Сарра взвизгнула и подскочила к Фриде. Но ее остановил звучный голос Евы:
— Мама, это правда.
Сарра медленно, будто подшибленная, повернулась в сторону дочери. Ей все еще казалось, что она ослышалась.
— Это правда, — твердо повторила Ева, — Науму нравится Эттли.
— Эттли?.. Мейерова Эттли… Эта индюшка?! Я не хочу сказать, какой будет эта самая Эттли через десять лет, но вы только посмотрите на ее мать! Вы посмотрите на этот курдюк с салом, и вам станет ясно, что будет с индюшкой Эттли через десять лет. — Сарра уперла руки в бока и вскинула голову. — Яблоко от яблони далеко не откатится!
От возмущения Сарра даже похорошела, и Мотл неожиданно вспомнил, какой красавицей была его жена в молодости. Она даже сейчас не уродина, что и говорить. Он посмотрел на жену с одобрением и даже робко пробормотал что-то вроде: «Твоя правда». И тогда Ева не без юмора заметила:
— Об этом надо сказать Науму, мама.
— Науму? — Голос Сарры потерял уверенность. — Зачем мне это говорить Науму? Он твой жених, и женится он на тебе. Он ведь хочет жениться на тебе, а не на Эттли.
— Мне кажется, ему скорее хотелось бы жениться на Эттли, — спокойно сказала Ева.
— Он женится на тебе!
— Да, — согласилась Ева, — потому что он надеется на приданое.
— Вы слышите, реб Борух? — Фрида даже подбоченилась.
Но Ева, словно не слышавшая реплики Фриды, продолжала:
— Он думает, что я стану наследницей реба Боруха. Ему хочется иметь свою лавку.

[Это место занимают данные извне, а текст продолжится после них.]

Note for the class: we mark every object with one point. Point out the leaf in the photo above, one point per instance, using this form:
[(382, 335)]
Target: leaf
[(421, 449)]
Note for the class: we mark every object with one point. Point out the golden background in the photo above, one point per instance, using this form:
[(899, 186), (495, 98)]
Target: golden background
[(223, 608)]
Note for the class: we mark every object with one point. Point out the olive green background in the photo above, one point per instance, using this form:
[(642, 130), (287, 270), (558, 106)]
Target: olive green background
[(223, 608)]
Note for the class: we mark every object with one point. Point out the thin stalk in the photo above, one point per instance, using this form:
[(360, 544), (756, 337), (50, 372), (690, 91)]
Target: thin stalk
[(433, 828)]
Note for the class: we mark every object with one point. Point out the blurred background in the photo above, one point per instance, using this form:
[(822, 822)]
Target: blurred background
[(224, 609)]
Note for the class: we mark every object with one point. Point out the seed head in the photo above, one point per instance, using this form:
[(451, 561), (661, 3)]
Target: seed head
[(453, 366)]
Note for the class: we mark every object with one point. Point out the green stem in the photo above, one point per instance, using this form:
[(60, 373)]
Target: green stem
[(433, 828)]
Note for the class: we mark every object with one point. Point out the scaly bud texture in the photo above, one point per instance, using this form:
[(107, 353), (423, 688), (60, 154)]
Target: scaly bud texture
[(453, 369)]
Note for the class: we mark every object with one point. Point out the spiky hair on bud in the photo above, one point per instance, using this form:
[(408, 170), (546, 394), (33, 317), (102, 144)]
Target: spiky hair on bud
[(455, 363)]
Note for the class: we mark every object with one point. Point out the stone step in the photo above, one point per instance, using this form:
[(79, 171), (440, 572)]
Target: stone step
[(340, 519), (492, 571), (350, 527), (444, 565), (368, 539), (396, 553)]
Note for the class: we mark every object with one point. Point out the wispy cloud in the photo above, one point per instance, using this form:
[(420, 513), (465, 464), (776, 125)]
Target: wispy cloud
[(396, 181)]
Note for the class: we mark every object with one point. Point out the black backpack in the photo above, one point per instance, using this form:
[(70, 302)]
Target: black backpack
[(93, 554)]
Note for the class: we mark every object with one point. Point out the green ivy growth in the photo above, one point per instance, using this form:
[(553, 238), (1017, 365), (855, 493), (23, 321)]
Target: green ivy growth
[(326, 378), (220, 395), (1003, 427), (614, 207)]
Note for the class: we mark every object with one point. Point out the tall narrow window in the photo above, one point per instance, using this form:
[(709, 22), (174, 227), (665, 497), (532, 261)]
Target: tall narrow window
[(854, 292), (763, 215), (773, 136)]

И тут раздалось хрюканье: так отреагировал на слова Евы старый Борух.
— Ева! — подавленно простонала мать. Она униженным просительным жестом выбросила вперед руки и мелкими шажками пошла к креслу Боруха. — Вы не верьте ей, дядя, она и сама не знает, что говорит!
Но старый Борух с досадой отмахнулся от протянутых рук Сарры.

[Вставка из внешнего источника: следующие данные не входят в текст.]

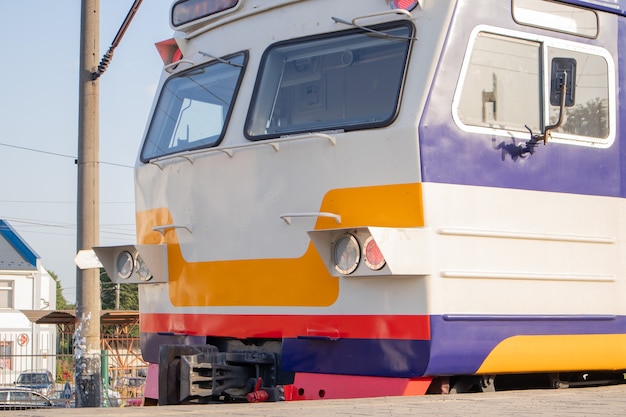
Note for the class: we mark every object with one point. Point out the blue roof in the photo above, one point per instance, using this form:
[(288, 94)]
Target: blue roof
[(15, 254), (613, 6)]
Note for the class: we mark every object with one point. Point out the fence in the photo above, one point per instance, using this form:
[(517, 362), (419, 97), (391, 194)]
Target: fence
[(47, 350)]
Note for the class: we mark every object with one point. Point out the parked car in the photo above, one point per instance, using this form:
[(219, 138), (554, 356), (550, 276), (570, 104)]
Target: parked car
[(39, 381), (22, 399)]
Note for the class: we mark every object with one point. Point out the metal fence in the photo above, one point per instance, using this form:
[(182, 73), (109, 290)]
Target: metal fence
[(51, 353)]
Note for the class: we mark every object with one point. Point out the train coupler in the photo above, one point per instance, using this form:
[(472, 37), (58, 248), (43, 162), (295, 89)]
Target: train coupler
[(207, 375)]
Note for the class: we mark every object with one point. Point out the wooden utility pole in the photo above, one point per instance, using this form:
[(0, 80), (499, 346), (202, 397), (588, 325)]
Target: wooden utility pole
[(87, 336)]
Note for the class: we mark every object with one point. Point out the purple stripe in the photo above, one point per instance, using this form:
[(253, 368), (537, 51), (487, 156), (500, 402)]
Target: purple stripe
[(461, 343), (372, 357)]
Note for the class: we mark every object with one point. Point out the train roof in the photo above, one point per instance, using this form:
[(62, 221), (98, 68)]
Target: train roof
[(613, 6)]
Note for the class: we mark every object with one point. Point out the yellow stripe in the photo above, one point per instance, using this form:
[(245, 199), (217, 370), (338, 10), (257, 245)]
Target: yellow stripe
[(557, 353), (280, 282)]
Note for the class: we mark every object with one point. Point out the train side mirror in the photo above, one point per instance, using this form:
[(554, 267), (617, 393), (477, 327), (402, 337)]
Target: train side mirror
[(563, 72), (562, 94)]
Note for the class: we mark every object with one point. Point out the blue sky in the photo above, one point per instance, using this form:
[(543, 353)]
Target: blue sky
[(39, 121)]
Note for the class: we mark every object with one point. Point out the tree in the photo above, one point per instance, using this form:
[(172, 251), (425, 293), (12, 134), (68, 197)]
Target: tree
[(62, 303), (128, 293)]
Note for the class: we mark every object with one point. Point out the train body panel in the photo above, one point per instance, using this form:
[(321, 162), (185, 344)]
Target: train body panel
[(408, 195)]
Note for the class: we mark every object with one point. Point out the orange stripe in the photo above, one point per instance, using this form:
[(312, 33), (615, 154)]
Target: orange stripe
[(280, 282)]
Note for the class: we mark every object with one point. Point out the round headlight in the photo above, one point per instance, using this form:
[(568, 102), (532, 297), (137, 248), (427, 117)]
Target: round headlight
[(404, 4), (142, 270), (372, 255), (125, 264), (346, 254)]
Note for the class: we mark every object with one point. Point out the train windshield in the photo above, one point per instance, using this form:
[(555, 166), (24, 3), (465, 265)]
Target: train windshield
[(193, 108), (342, 82)]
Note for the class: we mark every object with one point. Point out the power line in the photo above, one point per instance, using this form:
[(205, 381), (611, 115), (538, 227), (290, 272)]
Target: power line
[(61, 155)]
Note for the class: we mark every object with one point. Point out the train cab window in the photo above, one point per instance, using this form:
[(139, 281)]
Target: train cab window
[(505, 89), (343, 82), (193, 108)]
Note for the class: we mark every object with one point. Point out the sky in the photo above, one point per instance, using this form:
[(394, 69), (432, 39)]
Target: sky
[(39, 121)]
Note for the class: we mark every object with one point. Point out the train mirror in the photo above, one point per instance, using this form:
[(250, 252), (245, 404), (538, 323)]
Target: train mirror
[(562, 80)]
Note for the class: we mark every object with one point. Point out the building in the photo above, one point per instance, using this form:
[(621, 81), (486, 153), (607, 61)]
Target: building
[(25, 285)]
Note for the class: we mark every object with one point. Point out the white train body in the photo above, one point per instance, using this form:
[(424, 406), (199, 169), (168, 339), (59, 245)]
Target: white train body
[(283, 126)]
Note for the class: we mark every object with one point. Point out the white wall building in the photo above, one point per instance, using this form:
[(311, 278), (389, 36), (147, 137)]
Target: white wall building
[(25, 285)]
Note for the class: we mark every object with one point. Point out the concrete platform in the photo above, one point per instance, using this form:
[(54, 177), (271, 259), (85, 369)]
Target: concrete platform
[(596, 401)]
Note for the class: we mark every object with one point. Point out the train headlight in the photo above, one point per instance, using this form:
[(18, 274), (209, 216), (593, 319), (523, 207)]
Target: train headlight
[(372, 255), (346, 254), (142, 270), (124, 265), (404, 4)]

— Вы плохо воспитали свою дочь, Сарра, и вы, Мотл, — Борух старался перебороть кашель, и потому его голос был клохчущим, как у наседки. — Вы не научили ее врать. Почему вы не научили ее врать, Сарра? Человек, который не умеет врать, похож на сумасшедшего.
И тогда впервые заговорил Мотл:
— Да, Ева не умеет лгать, это ее беда. Но на сумасшедшую она не похожа. Она — несчастная… Она просто будет несчастной. С таким характером…

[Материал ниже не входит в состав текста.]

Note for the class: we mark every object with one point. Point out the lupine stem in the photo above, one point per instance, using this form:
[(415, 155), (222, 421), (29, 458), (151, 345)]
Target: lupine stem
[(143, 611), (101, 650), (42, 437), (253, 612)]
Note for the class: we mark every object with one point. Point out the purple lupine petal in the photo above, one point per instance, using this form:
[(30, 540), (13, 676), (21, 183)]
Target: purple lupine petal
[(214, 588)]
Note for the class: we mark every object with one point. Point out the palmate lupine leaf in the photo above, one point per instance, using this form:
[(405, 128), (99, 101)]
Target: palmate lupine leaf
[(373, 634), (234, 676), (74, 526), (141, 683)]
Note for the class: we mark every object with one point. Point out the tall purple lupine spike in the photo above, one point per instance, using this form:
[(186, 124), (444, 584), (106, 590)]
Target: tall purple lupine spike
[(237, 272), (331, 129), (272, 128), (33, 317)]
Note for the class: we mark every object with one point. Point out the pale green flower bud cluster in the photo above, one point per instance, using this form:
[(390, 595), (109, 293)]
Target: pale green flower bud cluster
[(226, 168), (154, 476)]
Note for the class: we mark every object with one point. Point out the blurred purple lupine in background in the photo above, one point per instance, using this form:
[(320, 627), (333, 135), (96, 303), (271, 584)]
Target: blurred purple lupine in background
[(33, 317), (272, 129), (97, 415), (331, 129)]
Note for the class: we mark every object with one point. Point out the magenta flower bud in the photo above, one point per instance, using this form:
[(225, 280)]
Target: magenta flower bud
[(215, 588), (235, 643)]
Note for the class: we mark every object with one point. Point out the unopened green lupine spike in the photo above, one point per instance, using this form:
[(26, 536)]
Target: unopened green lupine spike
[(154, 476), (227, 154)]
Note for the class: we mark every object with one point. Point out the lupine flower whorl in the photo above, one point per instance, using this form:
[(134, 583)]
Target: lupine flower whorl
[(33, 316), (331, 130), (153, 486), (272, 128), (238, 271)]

Мотл хорошо знал, о чем говорил: Ева была его дочерью.
Борух, подняв на него свои бульдожьи глаза, внимательно слушал. Когда Мотл замолчал, он просипел:
— Вы правы, Мотл.
И Ева впервые услышала в голосе Боруха человеческие нотки.
Ночью Еве приснились странные тревожные звуки. Каждый звук жил сам по себе, разобщенно, обособленно. Одинокие звуки возникали из пустоты и падали в пустоту, как падает в глубокий колодец камень. Казалось, кто-то невидимый, но оттого еще более страшный, злодейски убивает звуки. Все вокруг цепенело, немело, глохло. Тишина наваливалась на Еву, как удушье.